Reuters/Dubai

Iranian authorities arrested two prominent journalists yesterday as the head of the judiciary dismissed international condemnation of what appears to be a crackdown on writers and artists.
Isa Saharkhiz, a well-known independent journalist, was arrested by the Islamic Revolutionary Guards Corps (IRGC) on charges of “insulting the Supreme Leader, Ayatollah Ali Khamenei, and propaganda against the regime”, his son Mehdi said in a telephone interview from the United States.
Ehsan Mazandarani, managing director of the Farikhtegan newspaper, was arrested on security charges, the Tasnim news agency, which is linked to the IRGC, said. Staff at the paper confirmed the arrest.
The IRGC answers directly to Khamenei and is not accountable to the government.
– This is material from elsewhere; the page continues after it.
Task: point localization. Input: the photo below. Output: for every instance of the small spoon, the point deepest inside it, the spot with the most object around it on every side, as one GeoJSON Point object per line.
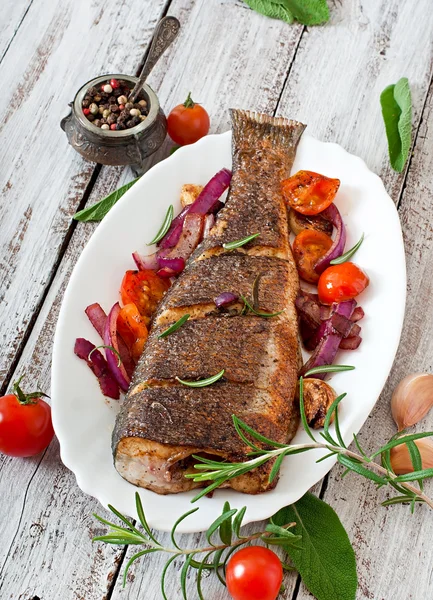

It works with the conservative judiciary to counter perceived internal threats to the Islamic Republic.
The arrests came after two Iranian poets and a filmmaker were sentenced to long prison terms and lashes last month on charges including “insulting sanctities and propaganda against the state”.
Filmmaker Keywan Karimi was sentenced to six years in prison and 223 lashes, and poets Fatemeh Ekhtesari and Mehdi Mousavi were handed 11.5 years and nine years in prison respectively, and 99 lashes each.
On Sunday, the PEN American Center, an organisation advocating on behalf of writers persecuted because of their work, wrote to Khamenei asking him to nullify the sentences against the poets.
“We are deeply concerned by the inhumane sentences ... for the simple act of expressing themselves by creating art. The act of writing poetry is no crime,” read the petition, signed by 116 poets and writers, on PEN’s website.
Ayatollah Sadeq Larijani, the head of Iran’s judiciary, dismissed allegations of human rights abuses in the country yesterday, and was quoted by state news agency Irna as saying that “Tehran will never surrender to the human rights as interpreted by the West”.
IRGC forces arrested Saharkhiz in his home early in the morning and confiscated his electronic equipment, his son said, adding that he had already begun a hunger strike.
The veteran journalist, who served as deputy culture minister under the reformist president Mohamed Khatami, was previously arrested in 2009, shortly after widespread reformist protests gripped Tehran, and jailed for four years.